Fig. 2 Click on “My account” at the top-right corner

and then creating the API key by clicking on the link in the menu on the left of the page:

../_images/create-api-key-step-2.png

Fig. 3 Create a new (or reset the current) API key

Once the Redmime API key is created (click “Show” in oder to see and copy it), the key string needs to be copied to {{experiment.monitoring.redmin_api_key}}, usually defined in the user configuration script of the runtime environment:

base.context:
    experiment:
        monitoring:
            redmine_api_key: 57d49f05da3e606b4000ce4895597ac7a52197bc

Note

The key in the above example is just a random string, not a real Redmine API key!

Warning

Although the Redmine API key is not the same as the user’s Redmine Portal password, it is still important to keep it secret! In particular, make sure to not share any files that contain the key! Be careful when committing files to Git and keep appropriate permissions!

Any person that learns the API key of a user can access the Redmine using the user’s identity. If you suspect that your Redmine API key has been shared, reset the key immediately in the Redmine Portal!
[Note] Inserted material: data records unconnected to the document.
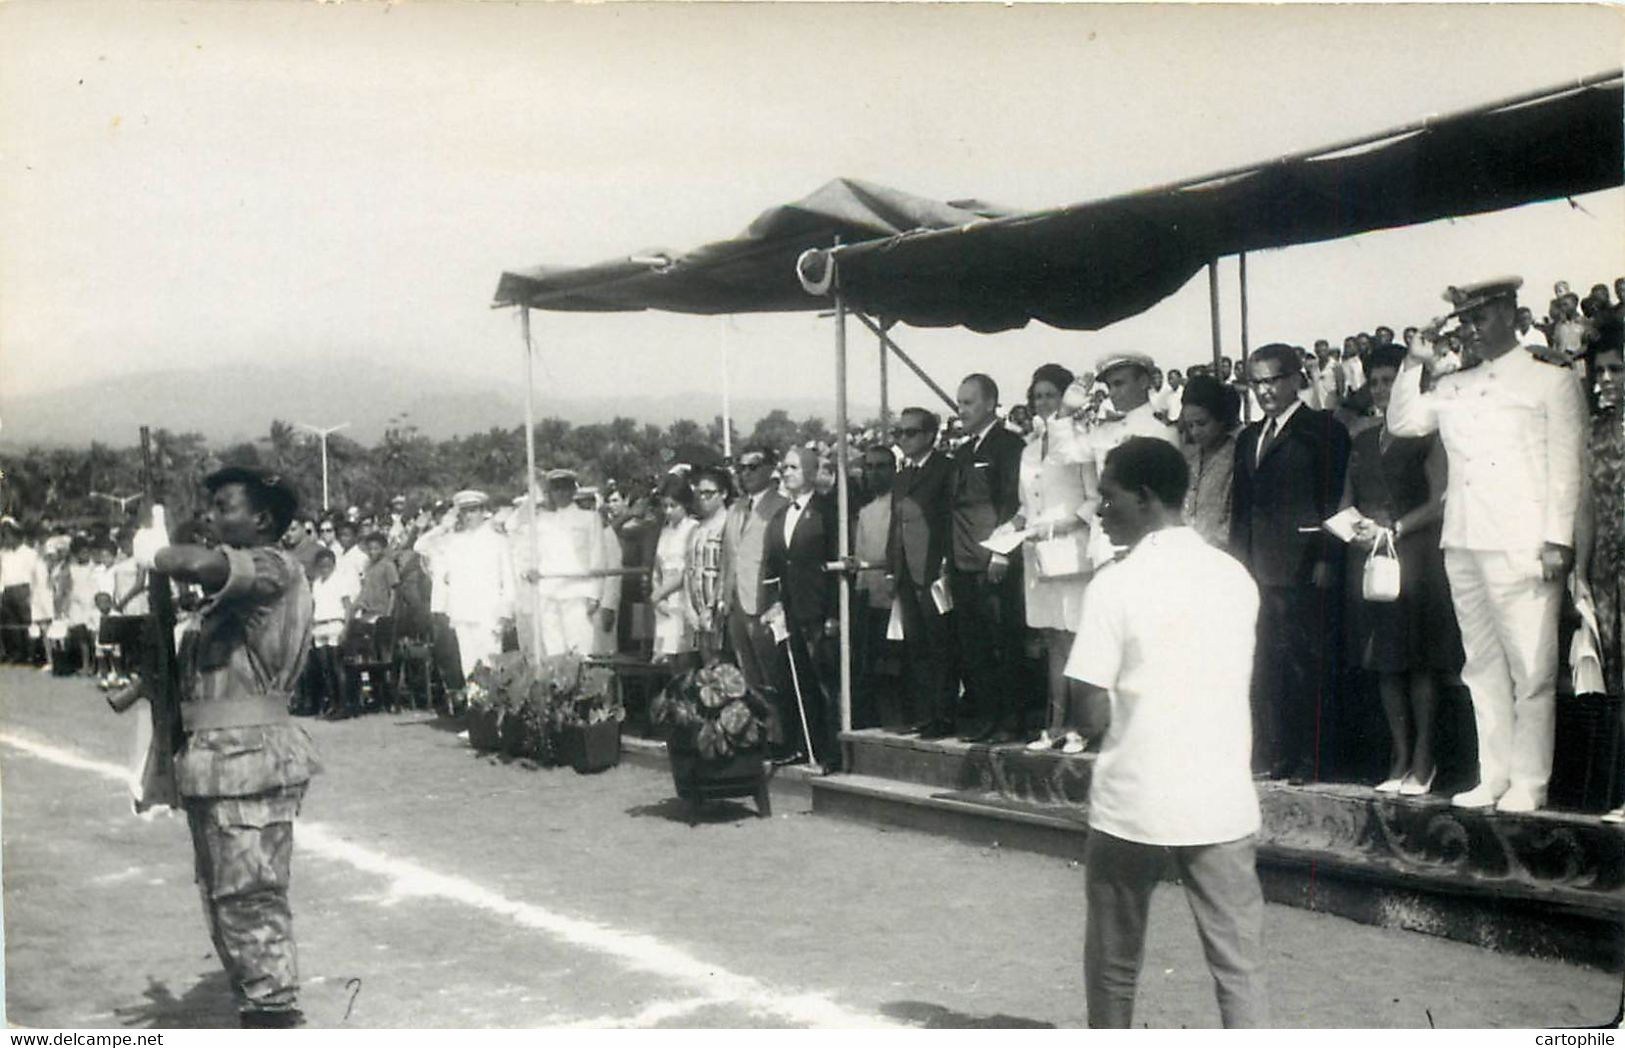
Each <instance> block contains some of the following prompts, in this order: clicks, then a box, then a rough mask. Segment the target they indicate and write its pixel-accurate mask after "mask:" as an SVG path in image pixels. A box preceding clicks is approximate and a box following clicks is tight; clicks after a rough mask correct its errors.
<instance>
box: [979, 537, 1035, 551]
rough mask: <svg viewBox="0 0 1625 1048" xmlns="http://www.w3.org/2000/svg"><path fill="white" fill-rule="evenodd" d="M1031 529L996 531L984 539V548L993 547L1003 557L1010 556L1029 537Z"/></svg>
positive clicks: (994, 549)
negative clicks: (989, 535)
mask: <svg viewBox="0 0 1625 1048" xmlns="http://www.w3.org/2000/svg"><path fill="white" fill-rule="evenodd" d="M1029 535H1030V531H994V533H993V535H990V536H988V538H985V539H981V548H983V549H991V551H993V552H996V554H999V556H1001V557H1007V556H1011V554H1012V552H1016V549H1019V548H1020V544H1022V543H1024V541H1025V539H1027V536H1029Z"/></svg>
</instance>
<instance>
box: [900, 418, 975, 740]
mask: <svg viewBox="0 0 1625 1048" xmlns="http://www.w3.org/2000/svg"><path fill="white" fill-rule="evenodd" d="M939 426H941V421H939V419H938V418H936V413H933V411H926V409H925V408H905V409H903V411H902V414H900V416H899V421H897V427H895V429H892V437H894V439H895V440H897V448H899V450H900V452H902V455H903V461H902V470H899V473H897V479H895V481H894V483H892V526H890V536H889V539H887V548H886V561H887V565H889V569H890V575H892V580H894V582H895V583H897V604H899V609H900V613H902V619H903V622H902V626H903V674H905V678H907V681H908V689H910V707H912V708H910V710H908V715H910V718H913V720H915V723H916V725H918V730H920V738H923V739H941V738H946V736H951V734H954V699H955V689H957V679H955V676H954V663H952V655H951V643H949V630H951V627H952V617H951V613H947V614H944V613H942V611H939V609H938V606H936V601H934V600H933V598H931V587H933V583H936V580H938V578H941V577H942V570H944V559H946V554H947V546H949V536H951V535H952V507H951V504H949V497H951V492H949V487H951V484H952V476H954V460H952V458H949V457H947V453H946V452H939V450H936V434H938V429H939Z"/></svg>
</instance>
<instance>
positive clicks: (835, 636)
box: [762, 448, 840, 772]
mask: <svg viewBox="0 0 1625 1048" xmlns="http://www.w3.org/2000/svg"><path fill="white" fill-rule="evenodd" d="M816 471H817V453H816V452H812V450H809V448H790V450H788V452H786V453H785V458H783V463H782V465H780V468H778V479H780V486H782V491H783V496H785V499H786V502H785V505H782V507H780V509H778V512H777V513H775V515H773V520H772V522H770V523H769V526H767V541H765V546H764V551H762V583H764V587H765V588H767V590H769V593H772V595H773V598H775V603H773V604H772V606H770V611H769V613H767V616H764V617H765V619H767V621H769V622H773V621H775V619H777V621H782V624H783V629H785V630H786V632H788V635H786V637H785V639H783V647H785V655H783V666H785V678H786V679H783V681H782V684H780V687H778V695H780V704H778V717H780V721H782V723H785V725H788V726H793V730H791V731H790V738H795V736H796V734H798V733H799V726H801V717H799V712H798V710H796V708H795V705H793V704H795V702H796V699H798V695H799V702H801V710H803V712H804V713H806V725H808V728H806V739H804V743H803V744H804V749H803V751H801V752H804V754H806V756H808V757H809V759H812V760H816V762H819V764H821V765H822V767H824V769H825V770H832V772H834V770H838V769H840V739H838V738H837V736H838V731H840V686H838V681H837V679H835V669H837V666H838V663H837V658H838V652H840V619H838V617H837V616H838V606H840V603H838V588H837V580H835V575H834V574H830V572H827V570H824V569H825V565H827V564H829V562H832V561H835V559H837V557H838V546H837V539H838V533H837V510H835V504H834V499H830V497H829V496H827V494H824V492H821V491H817V489H816V487H814V478H816ZM790 674H793V676H790ZM796 756H799V754H785V757H786V759H795V757H796Z"/></svg>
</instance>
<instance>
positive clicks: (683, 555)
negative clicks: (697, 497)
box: [648, 473, 699, 661]
mask: <svg viewBox="0 0 1625 1048" xmlns="http://www.w3.org/2000/svg"><path fill="white" fill-rule="evenodd" d="M658 494H660V510H661V517H663V522H665V523H663V526H661V528H660V541H658V543H656V544H655V565H653V569H655V570H653V575H652V578H650V587H652V593H650V596H648V603H650V604H652V606H653V608H655V658H656V660H658V661H676V660H679V658H682V656H687V655H691V653H692V652H694V650H695V645H694V613H692V609H691V608H689V598H687V593H684V590H682V578H684V574H686V572H687V567H689V538H691V535H692V533H694V528H695V525H697V523H699V522H695V520H694V489H692V487H689V483H687V481H686V479H684V478H681V476H678V474H674V473H673V474H668V476H666V478H665V479H663V481H661V483H660V492H658ZM684 661H692V660H684Z"/></svg>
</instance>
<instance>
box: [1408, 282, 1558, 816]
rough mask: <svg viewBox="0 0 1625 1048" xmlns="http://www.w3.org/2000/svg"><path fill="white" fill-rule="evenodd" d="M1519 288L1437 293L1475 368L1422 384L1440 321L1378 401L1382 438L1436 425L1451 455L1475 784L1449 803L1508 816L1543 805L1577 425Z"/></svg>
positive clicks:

If a valid Redmine API key has been configured (and experiment.monitoring.activate is true), then the monitoring system creates an issue under the “EC-Earth experiments” project at the EC-Earth Redmine Portal at the end of the first leg. The title of the issue will be constructed as {{experiment.id}}: {{experiment.description}} and the status will initially be ongoing.

This is an example:

Redmine monitoring overview

Fig. 4 Redmine issue created by the monitoring system

The issue will updated after each leg automatically and data will be added to the time series and other plots. As further examples, here are the sea-level pressure time series after 30 model years:

Sea-level pressure, time series.

Fig. 5 Time series for sea-level pressure

and the map of average sea-level pressure:

Sea-level pressure map, simulation average.

Fig. 6 Simulation average map for sea-level pressure

For the September sea-ice concentration, an animated map is produced:

Sea-ice concentration animated.

Fig. 7 Northern hemisphere sea-ice concentration for September

Because the monitoring of ongoing experiments creates regular Redmine issues, it is possible to interact on the page just as for any other issue, e.g. engaging in discussions about the experiment by adding comments.

Warning

Because the monitoring system will add information to the EC-Earth Redmine Portal automatically, some care has to be taken. It is advised to switch on the Redmine feature of the monitoring system only with the intention to share the results.

It is possible to switch on Redmine upload of monitoring later on in the experiment run. As long as monitoring (without Redmine) has been activated before, data will be generated and uploaded at the next end of a leg.